The only way a racing driver can truly be measured is against his own teammate at any one time. His teammate is the only other driver on the grid driving virtually the same car as himself. The others have the excuse of a slower car when they get beat, but not the teammate.

This is why teammates in Formula One rarely remain friends, even when, like Lewis Hamilton and Nico Rosberg, they were once firm friends. The two Mercedes drivers virtually grew up together on the kart tracks across Europe although even then there were tensions underneath the surface caused by their very different upbringings. Hamilton came from a council estate in Stevenage, Rosberg from the riches of Monaco courtesy of his father Keke, a former F1 world champion.

For the past two years Hamilton has beaten Rosberg to the world drivers’ title and, in doing so, their relationship has nosedived.

This season was supposed to be different. Rosberg began by reeling off four straight wins whilst Hamilton’s car suffered reliability problems. At one point the German enjoyed a 43 point advantage over his British rival. Since then, however, Hamilton has won six out of the last seven Grands Prix and motored ahead of Rosberg to a 19 point advantage.

Yesterday saw Rosberg turn pole on the grid into defeat to his teammate for the second successive race, made far worse because it was at the German GP on his home circuit at Hockenheim.
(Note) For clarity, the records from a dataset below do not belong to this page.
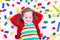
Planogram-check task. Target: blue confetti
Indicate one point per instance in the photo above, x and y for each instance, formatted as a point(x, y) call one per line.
point(43, 27)
point(3, 4)
point(6, 31)
point(10, 12)
point(53, 22)
point(43, 7)
point(4, 10)
point(5, 17)
point(58, 27)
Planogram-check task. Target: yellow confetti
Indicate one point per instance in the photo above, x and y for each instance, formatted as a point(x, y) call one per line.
point(54, 15)
point(8, 18)
point(17, 9)
point(0, 1)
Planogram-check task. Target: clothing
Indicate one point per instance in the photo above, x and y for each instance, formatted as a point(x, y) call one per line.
point(29, 32)
point(20, 25)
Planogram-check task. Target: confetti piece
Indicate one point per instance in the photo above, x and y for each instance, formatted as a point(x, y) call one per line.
point(44, 37)
point(48, 3)
point(39, 4)
point(50, 10)
point(40, 11)
point(20, 0)
point(54, 15)
point(53, 22)
point(12, 5)
point(22, 7)
point(44, 27)
point(54, 33)
point(53, 28)
point(5, 36)
point(3, 4)
point(0, 1)
point(43, 7)
point(45, 22)
point(7, 4)
point(6, 31)
point(7, 0)
point(8, 18)
point(47, 38)
point(58, 28)
point(26, 0)
point(0, 17)
point(2, 30)
point(31, 0)
point(0, 10)
point(10, 12)
point(34, 6)
point(58, 15)
point(58, 34)
point(4, 10)
point(17, 9)
point(5, 23)
point(12, 26)
point(28, 3)
point(5, 17)
point(56, 8)
point(11, 33)
point(18, 3)
point(38, 7)
point(47, 10)
point(49, 15)
point(52, 37)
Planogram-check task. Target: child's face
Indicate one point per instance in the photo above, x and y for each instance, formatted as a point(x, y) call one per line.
point(27, 17)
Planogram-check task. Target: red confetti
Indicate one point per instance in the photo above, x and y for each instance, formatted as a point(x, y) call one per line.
point(22, 7)
point(12, 5)
point(18, 2)
point(48, 3)
point(53, 28)
point(39, 4)
point(0, 10)
point(7, 4)
point(5, 35)
point(47, 38)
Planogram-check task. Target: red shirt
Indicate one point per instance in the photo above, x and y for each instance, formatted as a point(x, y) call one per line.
point(20, 25)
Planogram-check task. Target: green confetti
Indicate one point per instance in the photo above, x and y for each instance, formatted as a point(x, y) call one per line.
point(7, 0)
point(26, 0)
point(5, 23)
point(47, 10)
point(45, 22)
point(34, 6)
point(49, 15)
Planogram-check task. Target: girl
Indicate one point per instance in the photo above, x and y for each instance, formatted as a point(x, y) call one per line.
point(27, 24)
The summer break for the sport could not have come quickly enough. Rosberg will be hoping his teammate parties a little too hard over the next three weeks before the racing returns at the Belgian GP. Hamilton has a penchant for parties, but also for winning world titles. A fourth in the early stages of winter would make him the third equal greatest driver of all time in terms of drivers’ world titles, alongside Sebastian Vettel and Alain Prost, and behind Juan Fangio (5) and Michael Schumacher (7). On the evidence of the past few years Schumacher, let alone Fangio, could be in his sights.

All of which makes sorry thinking for Nico Rosberg. He is trying to be the best in the world but, right now, he is not even the best in his team. There is little to suggest this rot will be stopped any time soon.